Teodisi Leibniz: Bencana Tak Menandakan Tuhan Tiada

slider
24 Juli 2022
|
2907

Bencana tak sekadar merusak alam, kadangkala ia juga merusak pondasi spiritualitas manusia. Bencana berikut penderitaan yang dihasilkannya seringkali menggiring manusia untuk bertanya “Tuhan yang Maha Penyayang ke mana?” “Apakah Tuhan sengaja dan tega menyiksa kita?” “Apakah Tuhan mau dunia ini berjalan tanpa bencana, namun Dia tidak sanggup menangkalnya?” “Apakah sebenarnya Tuhan itu jahat?” atau bahkan sebenarnya “Tuhan itu tiada?” Dalam filsafat agama, pertanyaan-pertanyaan semacam ini akrab dengan kajian teodisi.

Ditelisik secara etimologi, kata “teodisi” atau “teodisea” dalam bahasa Latin berakar dari kata “theos” (Tuhan; Allah) dan “dike” (keadilan) (Moa dan Purba, 2022). Franz Magnis Suseno dalam buku Menalar Tuhan merincikan bahwa teodisi lahir dalam upaya melakukan pembenaran terhadap keberadaan Allah dan sifat-sifat baik yang dimilikinya (Suseno, 2010).
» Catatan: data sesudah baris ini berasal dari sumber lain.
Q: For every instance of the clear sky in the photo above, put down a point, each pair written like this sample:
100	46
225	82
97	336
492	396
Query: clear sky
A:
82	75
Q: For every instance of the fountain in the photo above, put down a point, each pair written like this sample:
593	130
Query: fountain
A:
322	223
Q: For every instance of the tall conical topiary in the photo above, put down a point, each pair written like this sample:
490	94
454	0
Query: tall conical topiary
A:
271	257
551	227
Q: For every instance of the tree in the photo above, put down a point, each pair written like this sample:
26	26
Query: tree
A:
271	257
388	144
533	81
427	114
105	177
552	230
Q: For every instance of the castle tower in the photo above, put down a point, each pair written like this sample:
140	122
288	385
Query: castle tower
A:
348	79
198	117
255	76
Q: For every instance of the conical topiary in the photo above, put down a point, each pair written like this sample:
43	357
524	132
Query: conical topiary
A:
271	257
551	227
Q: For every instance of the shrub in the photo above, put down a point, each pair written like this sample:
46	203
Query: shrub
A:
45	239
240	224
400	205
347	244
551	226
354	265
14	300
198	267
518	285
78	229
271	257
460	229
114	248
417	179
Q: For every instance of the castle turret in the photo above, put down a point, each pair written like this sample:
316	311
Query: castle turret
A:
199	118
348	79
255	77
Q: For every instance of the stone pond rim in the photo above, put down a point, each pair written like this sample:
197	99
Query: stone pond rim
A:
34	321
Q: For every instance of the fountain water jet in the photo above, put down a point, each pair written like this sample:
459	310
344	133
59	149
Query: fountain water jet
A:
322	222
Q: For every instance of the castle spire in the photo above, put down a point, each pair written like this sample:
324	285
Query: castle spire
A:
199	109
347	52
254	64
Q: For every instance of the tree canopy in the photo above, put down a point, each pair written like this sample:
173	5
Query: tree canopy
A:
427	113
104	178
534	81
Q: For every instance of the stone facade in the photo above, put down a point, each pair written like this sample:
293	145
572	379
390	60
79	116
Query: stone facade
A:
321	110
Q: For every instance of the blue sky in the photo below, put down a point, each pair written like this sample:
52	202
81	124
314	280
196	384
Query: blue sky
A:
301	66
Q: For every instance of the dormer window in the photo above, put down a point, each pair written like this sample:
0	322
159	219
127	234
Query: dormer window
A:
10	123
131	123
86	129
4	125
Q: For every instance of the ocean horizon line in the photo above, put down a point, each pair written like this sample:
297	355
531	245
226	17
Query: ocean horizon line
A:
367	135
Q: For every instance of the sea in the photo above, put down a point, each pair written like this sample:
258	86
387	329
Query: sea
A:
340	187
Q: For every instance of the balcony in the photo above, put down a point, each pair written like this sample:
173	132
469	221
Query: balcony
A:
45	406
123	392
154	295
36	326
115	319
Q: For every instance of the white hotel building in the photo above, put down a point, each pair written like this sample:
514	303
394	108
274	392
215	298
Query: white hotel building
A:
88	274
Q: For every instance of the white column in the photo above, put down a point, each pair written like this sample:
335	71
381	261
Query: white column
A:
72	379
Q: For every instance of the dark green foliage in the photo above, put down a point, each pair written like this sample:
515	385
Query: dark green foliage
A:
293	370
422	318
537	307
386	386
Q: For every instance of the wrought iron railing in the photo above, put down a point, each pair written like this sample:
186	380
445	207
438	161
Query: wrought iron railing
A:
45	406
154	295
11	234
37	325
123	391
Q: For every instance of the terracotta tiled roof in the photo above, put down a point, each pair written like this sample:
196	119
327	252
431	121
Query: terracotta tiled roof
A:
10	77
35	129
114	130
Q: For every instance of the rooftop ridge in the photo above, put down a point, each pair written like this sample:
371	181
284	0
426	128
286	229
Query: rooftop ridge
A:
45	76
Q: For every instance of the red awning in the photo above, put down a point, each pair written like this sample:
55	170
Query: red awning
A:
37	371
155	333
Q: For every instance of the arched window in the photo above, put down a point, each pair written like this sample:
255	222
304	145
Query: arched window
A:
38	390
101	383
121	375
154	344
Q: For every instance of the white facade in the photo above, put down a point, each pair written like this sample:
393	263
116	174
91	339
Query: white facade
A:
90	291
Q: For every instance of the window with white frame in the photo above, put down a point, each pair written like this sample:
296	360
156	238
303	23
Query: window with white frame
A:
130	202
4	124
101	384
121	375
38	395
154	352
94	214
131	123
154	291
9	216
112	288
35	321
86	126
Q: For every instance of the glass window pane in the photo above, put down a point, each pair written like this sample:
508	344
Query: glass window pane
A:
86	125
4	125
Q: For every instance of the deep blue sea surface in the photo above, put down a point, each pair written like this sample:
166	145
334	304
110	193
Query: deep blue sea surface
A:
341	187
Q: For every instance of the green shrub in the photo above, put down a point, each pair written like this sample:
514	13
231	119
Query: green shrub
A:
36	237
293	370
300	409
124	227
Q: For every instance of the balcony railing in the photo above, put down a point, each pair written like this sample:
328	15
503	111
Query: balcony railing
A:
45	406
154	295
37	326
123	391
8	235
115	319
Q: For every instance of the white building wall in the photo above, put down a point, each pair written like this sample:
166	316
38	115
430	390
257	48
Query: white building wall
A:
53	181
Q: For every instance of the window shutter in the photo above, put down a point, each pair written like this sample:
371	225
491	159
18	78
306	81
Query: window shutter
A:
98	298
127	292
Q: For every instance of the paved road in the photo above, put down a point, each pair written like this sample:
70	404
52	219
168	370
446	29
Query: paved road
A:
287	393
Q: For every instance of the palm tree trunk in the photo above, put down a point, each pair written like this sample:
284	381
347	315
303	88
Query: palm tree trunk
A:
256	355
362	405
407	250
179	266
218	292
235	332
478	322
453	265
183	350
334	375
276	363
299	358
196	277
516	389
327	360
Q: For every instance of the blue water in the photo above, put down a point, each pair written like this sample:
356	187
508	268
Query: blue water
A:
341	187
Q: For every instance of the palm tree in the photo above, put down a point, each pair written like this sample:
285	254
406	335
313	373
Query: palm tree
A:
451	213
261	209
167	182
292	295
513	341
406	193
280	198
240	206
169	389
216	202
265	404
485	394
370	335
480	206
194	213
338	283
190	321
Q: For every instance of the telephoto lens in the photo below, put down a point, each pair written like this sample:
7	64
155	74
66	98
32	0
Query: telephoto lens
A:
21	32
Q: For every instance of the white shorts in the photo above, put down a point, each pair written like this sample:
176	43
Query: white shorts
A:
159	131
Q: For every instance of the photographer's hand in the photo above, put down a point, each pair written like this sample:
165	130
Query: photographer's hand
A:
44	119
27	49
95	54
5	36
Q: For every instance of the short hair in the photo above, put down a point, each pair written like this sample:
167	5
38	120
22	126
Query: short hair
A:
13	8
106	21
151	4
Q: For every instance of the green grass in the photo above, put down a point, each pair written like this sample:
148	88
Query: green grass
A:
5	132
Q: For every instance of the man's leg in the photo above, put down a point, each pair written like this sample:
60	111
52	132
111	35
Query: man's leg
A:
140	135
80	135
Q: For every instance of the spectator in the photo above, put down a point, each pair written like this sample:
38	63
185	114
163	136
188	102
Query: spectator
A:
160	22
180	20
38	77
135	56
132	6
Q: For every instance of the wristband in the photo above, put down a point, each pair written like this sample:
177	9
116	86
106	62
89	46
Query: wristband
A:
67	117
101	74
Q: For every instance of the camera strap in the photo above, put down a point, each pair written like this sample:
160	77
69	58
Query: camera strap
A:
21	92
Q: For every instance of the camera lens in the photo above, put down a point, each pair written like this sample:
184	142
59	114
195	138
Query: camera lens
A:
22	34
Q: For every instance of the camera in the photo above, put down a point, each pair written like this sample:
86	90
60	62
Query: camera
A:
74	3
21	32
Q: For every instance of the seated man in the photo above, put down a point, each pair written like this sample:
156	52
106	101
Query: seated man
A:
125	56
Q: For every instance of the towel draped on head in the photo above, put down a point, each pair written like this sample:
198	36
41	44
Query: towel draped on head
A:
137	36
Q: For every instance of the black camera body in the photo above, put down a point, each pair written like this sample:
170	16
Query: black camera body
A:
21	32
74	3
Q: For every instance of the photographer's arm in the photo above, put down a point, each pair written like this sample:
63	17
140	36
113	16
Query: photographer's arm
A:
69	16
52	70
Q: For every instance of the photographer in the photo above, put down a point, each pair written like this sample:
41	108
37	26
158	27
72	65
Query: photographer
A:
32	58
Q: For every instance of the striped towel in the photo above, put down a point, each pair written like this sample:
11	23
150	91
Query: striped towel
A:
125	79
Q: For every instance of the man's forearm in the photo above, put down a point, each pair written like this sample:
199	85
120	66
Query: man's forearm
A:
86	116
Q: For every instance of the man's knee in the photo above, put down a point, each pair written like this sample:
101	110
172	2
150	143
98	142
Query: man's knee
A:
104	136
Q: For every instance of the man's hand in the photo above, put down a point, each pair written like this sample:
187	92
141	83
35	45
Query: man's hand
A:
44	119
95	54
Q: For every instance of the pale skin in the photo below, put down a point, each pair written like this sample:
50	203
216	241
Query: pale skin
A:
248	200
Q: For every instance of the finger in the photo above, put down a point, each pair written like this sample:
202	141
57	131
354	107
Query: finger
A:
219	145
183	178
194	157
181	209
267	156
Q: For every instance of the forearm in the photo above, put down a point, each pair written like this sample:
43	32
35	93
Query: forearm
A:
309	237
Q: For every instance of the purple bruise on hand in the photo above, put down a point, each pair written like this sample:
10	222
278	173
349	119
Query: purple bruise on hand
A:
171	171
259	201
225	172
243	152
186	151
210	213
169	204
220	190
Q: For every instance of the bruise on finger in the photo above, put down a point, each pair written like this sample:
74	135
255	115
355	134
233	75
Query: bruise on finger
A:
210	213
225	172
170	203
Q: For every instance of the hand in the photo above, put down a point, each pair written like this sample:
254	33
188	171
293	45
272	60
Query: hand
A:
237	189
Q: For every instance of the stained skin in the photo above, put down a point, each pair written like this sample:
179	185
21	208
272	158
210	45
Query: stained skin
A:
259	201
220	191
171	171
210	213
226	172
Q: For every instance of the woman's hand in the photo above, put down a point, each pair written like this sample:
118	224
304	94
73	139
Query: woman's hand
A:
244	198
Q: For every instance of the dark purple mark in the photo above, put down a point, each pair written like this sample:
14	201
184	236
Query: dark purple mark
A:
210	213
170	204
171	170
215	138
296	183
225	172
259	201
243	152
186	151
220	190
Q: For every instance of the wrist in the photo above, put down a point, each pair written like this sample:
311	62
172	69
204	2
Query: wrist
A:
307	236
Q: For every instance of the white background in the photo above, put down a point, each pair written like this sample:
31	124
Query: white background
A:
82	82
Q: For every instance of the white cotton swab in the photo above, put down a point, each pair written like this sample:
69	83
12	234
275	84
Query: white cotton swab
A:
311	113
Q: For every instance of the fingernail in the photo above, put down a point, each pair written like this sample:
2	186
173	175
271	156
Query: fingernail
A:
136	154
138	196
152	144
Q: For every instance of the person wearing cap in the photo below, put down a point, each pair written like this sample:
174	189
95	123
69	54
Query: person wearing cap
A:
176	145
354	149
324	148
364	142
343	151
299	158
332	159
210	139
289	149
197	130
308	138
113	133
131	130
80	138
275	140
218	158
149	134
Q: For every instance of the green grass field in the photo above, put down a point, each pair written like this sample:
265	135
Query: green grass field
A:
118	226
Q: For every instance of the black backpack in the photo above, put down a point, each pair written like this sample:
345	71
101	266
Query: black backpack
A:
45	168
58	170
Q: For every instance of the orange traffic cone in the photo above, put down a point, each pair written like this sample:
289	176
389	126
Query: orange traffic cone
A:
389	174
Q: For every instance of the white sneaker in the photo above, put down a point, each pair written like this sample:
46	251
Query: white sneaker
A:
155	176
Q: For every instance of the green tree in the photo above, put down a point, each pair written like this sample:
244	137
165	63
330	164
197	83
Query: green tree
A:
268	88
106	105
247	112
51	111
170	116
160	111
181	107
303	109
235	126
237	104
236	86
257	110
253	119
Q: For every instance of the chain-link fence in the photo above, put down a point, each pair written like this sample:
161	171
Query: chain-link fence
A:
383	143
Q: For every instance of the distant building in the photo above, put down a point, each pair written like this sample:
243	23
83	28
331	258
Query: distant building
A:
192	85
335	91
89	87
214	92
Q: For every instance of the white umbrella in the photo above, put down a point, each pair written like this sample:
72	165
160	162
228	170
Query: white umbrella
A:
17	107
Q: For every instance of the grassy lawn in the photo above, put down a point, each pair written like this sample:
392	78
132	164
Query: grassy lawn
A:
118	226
Franz Magnis menambahkan bahwa urgensi pembenaran tersebut dilatari oleh adanya ketakserasian penderitaan dan hal-hal buruk di dunia dengan eksistensi Tuhan yang sedemikian baik lagi sempurna, sehingga kerap kali timbul keraguan tentang validnya keberadaan Tuhan, validnya sifat-sifat baik yang dimiliki Tuhan.

Pembumian teodisi barangkali teramat dibutuhkan agama-agama monoteisme, yakni agama-agama yang meyakini bahwa Tuhan yang berdaulat dan Mahabaik adalah Tunggal.

Menyoal konsep Tuhan, agama monoteisme meyakini bahwa Tuhan adalah Dia yang Mahasempurna, Mahabaik, dan Satu-satunya. Namun, konsep seperti itu menjadi masalah besar manakala Tuhan yang Mahatunggal dan Mahasempurna itu disinggungkan dengan fenomena-fenomena alam yang menyebabkan manusia menderita.

Jika Tuhan itu diposisikan sebagai satu-satunya dzat yang mengurusi alam semesta, berarti Tuhan juga yang mengizinkan penderitan itu hadir; Tuhan menjadi jahat sebab membiarkan makhluknya menderita?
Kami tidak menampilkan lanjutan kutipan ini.